Abstract |
Today, effectively utilizing multiple heterogeneous accelerators within applications and
high-level Machine Learning (ML) frameworks like TensorFlow, PyTorch, and Caffe presents
notable challenges across four key aspects: (a) sharing heterogeneous accelerators, (b) al
locating available resources elastically during application execution, (c) providing the required performance for latency critical tasks, and (d) protecting application’s data under
spatial sharing.
In this dissertation, we introduce a novel runtime system designed to decouple applications from the intricacies of heterogeneous accelerators within a single server. Our
approach entails a client-side API that allows applications to be written once without considering any low-level details, such as the number or type of accelerators. By leveraging
our system, applications are liberated from the burdens of accelerator selection, memory
allocations, and memory management operations. A backend service seamlessly manages
these intricate tasks—referred to as the server—which is shared among all applications
and boasts four primary features.
First, the server defers the assignment of a task to an accelerator until the latest feasible
moment, setting it apart from current methods that allocate an application to an accelerator during its initialization phase. Subsequent to the task assignment decision but just
prior to task execution, the server promptly transfers the necessary data to the designated
accelerator. This dynamic task assignment and the lazy data placement enable adaptation
to application load changes.
Second, to ensure that latency-critical GPU applications will have the desired performance under time-sharing, the server revokes the execution of long-running kernels. Our
revocation mechanism stops a task by prematurely terminating the ongoing GPU kernel
without preserving any state and replays it later. The server uses a runtime scheduler that
prioritizes latency-critical tasks over batch and instructs the revocation mechanism when
to kill a running kernel.
Third, to facilitate spatial accelerator sharing across applications, the server establishes multiple streams for GPUs and command queues for FPGAs. Regarding FPGAs, the
server loads multi-kernel bitstreams and can (re)program the FPGA with the appropriate
bitstream required from each application task. While spatial accelerator sharing enhances
accelerator utilization and application response time compared to time-sharing, it does
come at the expense of data isolation.
Finally, GPU spatial sharing lacks protection due to the single accelerator address space,
leaving application data susceptible to exposure to other applications. Consequently, the
feasibility of sharing in broad multi-user settings becomes compromised. To resolve this
issue, we design and implement a software-based sandboxing approach that applies bitwise instructions in the virtual assembly code of kernels. Our approach does not require
extra or specific hardware units and supports ML frameworks that use closed-source domain-specific libraries.

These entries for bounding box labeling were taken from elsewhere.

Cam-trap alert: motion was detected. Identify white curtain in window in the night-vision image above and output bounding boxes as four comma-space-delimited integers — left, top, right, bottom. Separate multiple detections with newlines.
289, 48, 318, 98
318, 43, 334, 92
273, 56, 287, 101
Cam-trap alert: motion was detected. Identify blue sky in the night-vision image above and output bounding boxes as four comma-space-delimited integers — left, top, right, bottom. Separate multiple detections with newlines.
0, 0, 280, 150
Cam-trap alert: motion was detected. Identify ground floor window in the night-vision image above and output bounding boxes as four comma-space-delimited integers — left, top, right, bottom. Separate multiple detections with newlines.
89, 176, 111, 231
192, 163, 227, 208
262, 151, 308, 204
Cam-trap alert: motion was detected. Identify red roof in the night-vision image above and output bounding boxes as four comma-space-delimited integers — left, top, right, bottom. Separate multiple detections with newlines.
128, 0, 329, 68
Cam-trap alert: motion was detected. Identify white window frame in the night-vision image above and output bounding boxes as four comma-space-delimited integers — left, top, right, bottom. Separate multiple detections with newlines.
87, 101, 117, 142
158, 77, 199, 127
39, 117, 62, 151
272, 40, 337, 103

To minimize the porting effort of existing CUDA applications, we examine the interception of CUDA API calls at various levels, i.e., driver, runtime, and high-level library
functions. We show that intercepting only the CUDA runtime and driver library is adequate to run complex ML frameworks, such as Caffe and PyTorch. Additionally, this level
of interception is more robust than the ones used from previous approaches because it
requires handling fewer and much simpler functions.
We use Caffe, TensorFlow, PyTorch, and Rodinia to demonstrate and evaluate the proposed runtime system in an accelerator-rich server environment using GPUs, FPGAs, and
CPUs. Our results show that applications that use our system can safely share accelerators
without any modifications at low overhead and with latency guarantees.
|